Yale School of Medicine (YSM) Assistant Professors of Immunobiology Carrie Lucas, PhD, and Aaron Ring, MD, PhD, recently received Young Investigator Awards from the International Cytokine & Interferon Society (ICIS). Specifically, Lucas was awarded the Christina Fleischmann Award to Young Women Investigators, and Ring received one of the Milstein Young Investigator Awards. The awards recognize notable contributions to either basic or clinical research by ICIS members who have received a PhD or MD within the previous 10 years. The Fleischmann award has the additional requirement that the recipient be a woman.
Lucas’s lab discovers and investigates single-gene mutations in children with severe immune disorders to uncover mechanisms of immune cell function and devise translationally relevant therapies. They use whole-exome sequencing of patients and their family members as an unbiased approach to discovering gene defects. From there, they utilize cellular and molecular approaches to study patient blood cells and also generate new pre-clinical models harboring patient-derived mutations. These studies allow them to start with human disease, discover novel immune gene functions, and dissect mechanisms to build basic knowledge, design precision therapies for our patients, and extend translational concepts to other disease contexts.

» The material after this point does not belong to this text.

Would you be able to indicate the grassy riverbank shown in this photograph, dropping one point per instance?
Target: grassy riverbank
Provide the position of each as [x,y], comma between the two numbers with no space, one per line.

Ring explains that his lab uses protein engineering to create drugs they can use to interrogate immunoregulatory pathways and to advance as potential cancer immunotherapeutics.

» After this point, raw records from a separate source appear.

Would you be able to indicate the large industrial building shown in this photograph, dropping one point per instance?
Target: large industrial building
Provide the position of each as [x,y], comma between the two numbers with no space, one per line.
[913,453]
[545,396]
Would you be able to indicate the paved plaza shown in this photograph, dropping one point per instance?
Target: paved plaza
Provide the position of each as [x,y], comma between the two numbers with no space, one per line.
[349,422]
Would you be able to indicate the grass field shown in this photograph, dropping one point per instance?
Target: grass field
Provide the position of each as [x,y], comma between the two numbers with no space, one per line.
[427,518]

Lucas and Ring both are grateful for the mentors they have met through involvement with ICIS and at Yale. They both also serve as mentors at Yale, playing active roles with the YSM MD-PhD and Immunobiology PhD Programs.
Lucas feels fortunate to have had “multiple wonderful mentors” including Akiko Iwasaki, PhD, Waldemar Von Zedtwitz Professor of Immunobiology and Molecular, Cellular and Developmental Biology, an ICIS member who nominated her for the award. Lucas also cites Joseph Craft, MD, Paul B. Beeson Professor of Medicine (Rheumatology); Jordan Pober, MD, PhD, Bayer Professor of Translational Medicine; and David Schatz, PhD, chair and Waldemar Von Zedtwitz Professor of Immunobiology. She notes that many other informal mentors have helped her in numerous ways, saying “I am grateful to them all.”